Dans l'atelier de restauration des grands formats

L’exposition Le Monde en sphères présente actuellement des affiches, cartes et globes issus des collections de la BnF. Avant d’y être admirés par les visiteurs, ces documents sont passés entre les mains des restauratrices de l’atelier des grands formats du département des Cartes et plans.
 
Au cœur de l’atelier de restauration du département des Cartes et plans
Au centre de la pièce encombrée de châssis et toiles roulées, Sandy Vegas est penchée sur la célèbre affiche de Leonetto Cappiello, Le Cacao Poulain inonde le monde. Vêtue d’un tablier maculé de tâches de colle, la technicienne d’art choisit avec soin la couleur du crayon susceptible de retoucher les microfissures du papier.
Le « sens de la couleur », partagé fièrement par les trois restauratrices qui composent l’équipe, affleure ici à chaque endroit. Dans les murs tendus de feuilles azur comme dans les pastels, pigments et peintures disposés autour des larges tables de travail.
Dans l’atelier des grands formats
 

Un esprit d’équipe revendiqué

Isabelle Suire et Sandy Vegas
La particularité de l’atelier, fondé en 1967, est de restaurer des objets de grande taille. Il peut s’agir de cartes manuscrites et imprimées, d’affiches, ou encore de portulans ou de globes.

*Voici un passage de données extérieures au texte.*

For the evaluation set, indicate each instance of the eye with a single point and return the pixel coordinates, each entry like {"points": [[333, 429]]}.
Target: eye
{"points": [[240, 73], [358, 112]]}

Les dimensions hors norme des documents traités induisent un esprit d’équipe revendiqué. « Impossible d’entoiler seule un document de deux mètres de long », remarque Isabelle Suire, cheffe des travaux d’art.
Les restauratrices travaillent ensemble pour manipuler les lourds panneaux métalliques sur lesquels les documents sont traités avant d’être exposés – la préparation des documents avant exposition constituant une part importante de l’activité de l’atelier. Et c’est aussi à plusieurs qu’elles déterminent les protocoles de travail qui font l’objet de réflexions collectives, en lien avec les conservateurs en charge des collections.

 

Les qualités nécessaires pour travailler à l’atelier grands formats ? Le sens de la couleur, la patience, l’esprit d’équipe et… une bonne forme physique : soulever ces panneaux, c’est du sport !

 

Plusieurs métiers en un

Métier physique, la restauration des grands formats nécessite des compétences à la fois artistiques et scientifiques. Passées par l’école Estienne ou l’école de Condé, Isabelle Suire, Sandy Vegas et Mélanie Régis maîtrisent aussi bien l’aérographe et le pinceau que les techniques de désacidification du papier ou le maniement des solvants et des vernis. Tour à tour peintres, chimistes ou calligraphes, elles doivent faire preuve d’une inventivité constante pour résoudre les casse-tête qui leur sont soumis, parfois en provenance d’autres institutions.
 
Globe de Blaeu avant restauration
Le globe terrestre de Blaeu (1622), trouvé éventré dans un abri de jardin, a ainsi été confié en 2012 à l’atelier par la Bibliothèque Inguimbertine de Carpentras. Il a d’abord fallu le démonter puis le remonter « comme un puzzle » pour en reconstituer la structure. Quatre personnes ont ensuite dû intervenir simultanément pour coller et ajuster les fuseaux en papier qui avaient au préalable fait l’objet d’une restauration à plat.
 

Entre rigueur et innovation

Isabelle Suire manipulant un portulan
Ces savoir-faire se transmettent de génération en génération, au sein d’une équipe que l’on rallie par passion. « J’ai visité l’atelier pour la première fois quand j’étais en classe de troisième », sourit Isabelle Suire. Ainsi naît sa vocation : après des études de reliure, elle rejoint la Bibliothèque nationale en 1985. Aujourd’hui responsable de l’atelier, elle a vu le métier se transformer et a assisté à l’émergence de nouvelles techniques.
C’est par exemple le cas de la photogrammétrie : grâce à un logiciel informatique permettant de transcrire une surface courbe en un plan, la photogrammétrie offre de nouvelles possibilités de reconstitution des globes lacunaires à partir de photographies d’autres globes similaires.
Mais si les procédés évoluent, la déontologie demeure. La visibilité et la réversibilité des interventions effectuées, ainsi que l’innocuité des matériaux utilisés sont les vertus théologales de la restauration. C’est dans cet équilibre entre rigueur et innovation, expertise et créativité que se déploie le talent reconnu de l’atelier et de ses membres.